Cave mimics famous Caverne du Pont-d'Arc in France, the oldest cave decorated by man and the best preserved. The replica contains all 1000 paintings which include 425 such as a woolly rhinoceros and mammoths. Minute details were copied using 3D modelling and anamorphic techniques, often used to shoot widescreen images. The modern cave also includes replica paw prints of bears, bones and details preserved in the original cave.

Summary written by the machine:

The original site in Vallon-Pont-D'arc in Southern France is a Unesco World Heritage site and is the oldest known and the best preserved cave decorated by man. The replica cave was built a few miles from the original site in Vallon-Pont-D'Arc in Southern France. The cave contains images of 14 different species of animals including woolly rhinoceros, mammoths, and big cats.

Performance performance

In summary tasks, GPT-2 does not perform as well as specialized systems

6. Machine translation: translating French sentences into English

Dataset: WMT-14 Fr-En

Example

French sentences:

Un homme an Iqua que lop é gratuite qu'il avait subie pour soigner une hernie lui permettrait de travailler à nouveau.

Reference translation:

One man explained that the free hernia surgery he'd received will allow him to work again.

Translation of the model

A man told me that the operation gratuity he had been promised would not allow him to travel.

Performance performance

In French-English machine translation tasks, the performance of GPT-2 is not as good as that of special systems

We believe that since these tasks are a subset of common language modeling, we can expect performance to improve further as computing power and the amount of data increases. Other researchers have published similar hypotheses. We also expect to improve the performance of downstream tasks through fine-tuning, although this requires thorough experimentation.

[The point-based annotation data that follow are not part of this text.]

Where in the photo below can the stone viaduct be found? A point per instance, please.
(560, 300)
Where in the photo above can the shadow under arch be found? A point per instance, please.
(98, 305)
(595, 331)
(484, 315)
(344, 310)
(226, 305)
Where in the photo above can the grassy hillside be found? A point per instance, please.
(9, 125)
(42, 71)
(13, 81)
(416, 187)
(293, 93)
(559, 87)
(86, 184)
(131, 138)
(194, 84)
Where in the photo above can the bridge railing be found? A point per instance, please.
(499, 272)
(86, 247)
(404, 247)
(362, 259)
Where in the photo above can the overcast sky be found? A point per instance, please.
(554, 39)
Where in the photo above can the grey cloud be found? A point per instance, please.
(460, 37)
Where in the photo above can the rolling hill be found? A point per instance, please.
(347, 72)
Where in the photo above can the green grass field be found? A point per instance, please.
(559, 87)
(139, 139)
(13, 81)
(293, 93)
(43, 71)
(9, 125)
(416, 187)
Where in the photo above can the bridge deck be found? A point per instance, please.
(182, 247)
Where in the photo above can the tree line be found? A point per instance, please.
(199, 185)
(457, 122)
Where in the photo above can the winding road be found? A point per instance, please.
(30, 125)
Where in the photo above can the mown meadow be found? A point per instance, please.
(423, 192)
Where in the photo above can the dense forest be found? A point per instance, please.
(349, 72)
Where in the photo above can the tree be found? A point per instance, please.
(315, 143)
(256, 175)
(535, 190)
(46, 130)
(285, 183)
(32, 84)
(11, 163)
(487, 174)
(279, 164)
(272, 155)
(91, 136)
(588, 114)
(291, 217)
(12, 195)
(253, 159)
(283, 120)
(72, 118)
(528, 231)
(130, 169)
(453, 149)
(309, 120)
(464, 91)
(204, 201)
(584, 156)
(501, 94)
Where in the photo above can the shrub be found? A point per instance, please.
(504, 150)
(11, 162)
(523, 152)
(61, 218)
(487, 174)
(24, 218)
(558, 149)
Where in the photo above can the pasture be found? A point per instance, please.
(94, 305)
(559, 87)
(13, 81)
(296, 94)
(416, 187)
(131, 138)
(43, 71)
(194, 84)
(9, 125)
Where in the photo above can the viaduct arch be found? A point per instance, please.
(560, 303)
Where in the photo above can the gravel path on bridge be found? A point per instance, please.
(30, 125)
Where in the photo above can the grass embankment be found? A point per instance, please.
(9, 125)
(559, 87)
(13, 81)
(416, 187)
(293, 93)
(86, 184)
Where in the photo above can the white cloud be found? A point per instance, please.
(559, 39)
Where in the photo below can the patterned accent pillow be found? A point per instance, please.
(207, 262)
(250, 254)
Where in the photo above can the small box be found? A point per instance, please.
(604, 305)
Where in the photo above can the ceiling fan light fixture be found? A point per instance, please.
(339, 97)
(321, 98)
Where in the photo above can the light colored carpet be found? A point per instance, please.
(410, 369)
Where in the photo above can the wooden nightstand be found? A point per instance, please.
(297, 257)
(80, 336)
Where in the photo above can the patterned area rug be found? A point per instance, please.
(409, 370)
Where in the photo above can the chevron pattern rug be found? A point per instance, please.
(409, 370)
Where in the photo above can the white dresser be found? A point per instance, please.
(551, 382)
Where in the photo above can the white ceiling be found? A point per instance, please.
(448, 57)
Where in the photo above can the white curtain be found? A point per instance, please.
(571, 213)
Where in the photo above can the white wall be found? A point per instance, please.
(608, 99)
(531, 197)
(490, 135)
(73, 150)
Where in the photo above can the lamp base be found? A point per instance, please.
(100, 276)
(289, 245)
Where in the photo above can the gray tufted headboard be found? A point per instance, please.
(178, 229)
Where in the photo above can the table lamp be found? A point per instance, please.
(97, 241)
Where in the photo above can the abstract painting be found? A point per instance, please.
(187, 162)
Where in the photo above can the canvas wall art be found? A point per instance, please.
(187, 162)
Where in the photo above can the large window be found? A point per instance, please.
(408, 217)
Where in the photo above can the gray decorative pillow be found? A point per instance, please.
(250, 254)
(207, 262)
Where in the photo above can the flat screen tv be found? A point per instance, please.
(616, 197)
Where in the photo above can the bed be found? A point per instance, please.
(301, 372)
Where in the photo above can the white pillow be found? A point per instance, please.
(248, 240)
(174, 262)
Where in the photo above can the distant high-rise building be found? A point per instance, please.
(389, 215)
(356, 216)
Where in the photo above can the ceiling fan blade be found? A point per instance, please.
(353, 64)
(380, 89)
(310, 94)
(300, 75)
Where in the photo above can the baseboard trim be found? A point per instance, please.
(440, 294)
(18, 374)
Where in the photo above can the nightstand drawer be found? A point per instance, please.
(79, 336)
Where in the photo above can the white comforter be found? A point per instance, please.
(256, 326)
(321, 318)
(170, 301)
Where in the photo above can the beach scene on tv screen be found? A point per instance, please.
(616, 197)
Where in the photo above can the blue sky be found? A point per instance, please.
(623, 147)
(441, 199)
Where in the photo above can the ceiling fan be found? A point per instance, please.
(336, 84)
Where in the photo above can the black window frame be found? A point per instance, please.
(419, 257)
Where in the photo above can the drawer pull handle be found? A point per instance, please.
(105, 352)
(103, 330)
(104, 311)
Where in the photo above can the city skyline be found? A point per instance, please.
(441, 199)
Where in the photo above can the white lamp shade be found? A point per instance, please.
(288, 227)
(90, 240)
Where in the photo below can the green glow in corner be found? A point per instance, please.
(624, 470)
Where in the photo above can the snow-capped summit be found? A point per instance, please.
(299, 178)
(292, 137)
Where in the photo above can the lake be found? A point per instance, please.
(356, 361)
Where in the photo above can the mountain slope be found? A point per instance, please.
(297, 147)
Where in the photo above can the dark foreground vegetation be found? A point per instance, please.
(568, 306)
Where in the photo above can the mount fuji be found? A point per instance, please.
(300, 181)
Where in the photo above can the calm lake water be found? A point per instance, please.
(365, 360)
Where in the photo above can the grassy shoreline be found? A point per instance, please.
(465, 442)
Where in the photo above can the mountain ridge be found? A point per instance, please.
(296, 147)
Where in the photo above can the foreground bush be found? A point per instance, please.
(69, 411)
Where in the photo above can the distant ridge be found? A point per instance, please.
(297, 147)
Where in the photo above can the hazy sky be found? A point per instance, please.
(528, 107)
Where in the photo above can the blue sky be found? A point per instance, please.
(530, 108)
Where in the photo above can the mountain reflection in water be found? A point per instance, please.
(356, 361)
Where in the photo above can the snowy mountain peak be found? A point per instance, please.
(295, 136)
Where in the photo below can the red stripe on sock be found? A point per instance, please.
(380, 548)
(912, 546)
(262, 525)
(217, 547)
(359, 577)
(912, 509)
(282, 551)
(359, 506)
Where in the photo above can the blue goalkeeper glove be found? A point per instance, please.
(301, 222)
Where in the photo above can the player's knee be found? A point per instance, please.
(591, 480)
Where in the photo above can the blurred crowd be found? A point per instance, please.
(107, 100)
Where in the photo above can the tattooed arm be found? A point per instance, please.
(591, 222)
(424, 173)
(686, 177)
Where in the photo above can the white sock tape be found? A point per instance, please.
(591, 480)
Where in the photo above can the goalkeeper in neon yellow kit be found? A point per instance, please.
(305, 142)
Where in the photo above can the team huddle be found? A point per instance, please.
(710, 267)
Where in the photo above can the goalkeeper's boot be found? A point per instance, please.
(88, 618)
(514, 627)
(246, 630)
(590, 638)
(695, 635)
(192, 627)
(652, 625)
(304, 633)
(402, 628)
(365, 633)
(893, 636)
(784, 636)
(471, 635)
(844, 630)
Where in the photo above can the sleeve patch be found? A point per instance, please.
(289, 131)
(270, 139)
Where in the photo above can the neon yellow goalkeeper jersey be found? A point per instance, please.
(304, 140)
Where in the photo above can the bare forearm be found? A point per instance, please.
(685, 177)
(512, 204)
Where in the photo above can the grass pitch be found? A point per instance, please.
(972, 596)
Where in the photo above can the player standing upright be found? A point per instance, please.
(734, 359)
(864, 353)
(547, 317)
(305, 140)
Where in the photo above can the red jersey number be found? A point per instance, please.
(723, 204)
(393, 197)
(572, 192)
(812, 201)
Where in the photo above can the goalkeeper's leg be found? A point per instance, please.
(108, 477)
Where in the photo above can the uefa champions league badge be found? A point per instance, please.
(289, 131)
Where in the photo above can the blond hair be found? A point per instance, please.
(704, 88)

Welcome to subscribe "Shulou Technology Information " to get latest news, interesting things and hot topics in the IT industry, and controls the hottest and latest Internet news, technology news and IT industry trends.

*The comments in the above article only represent the author's personal views and do not represent the views and positions of this website. If you have more insights, please feel free to contribute and share.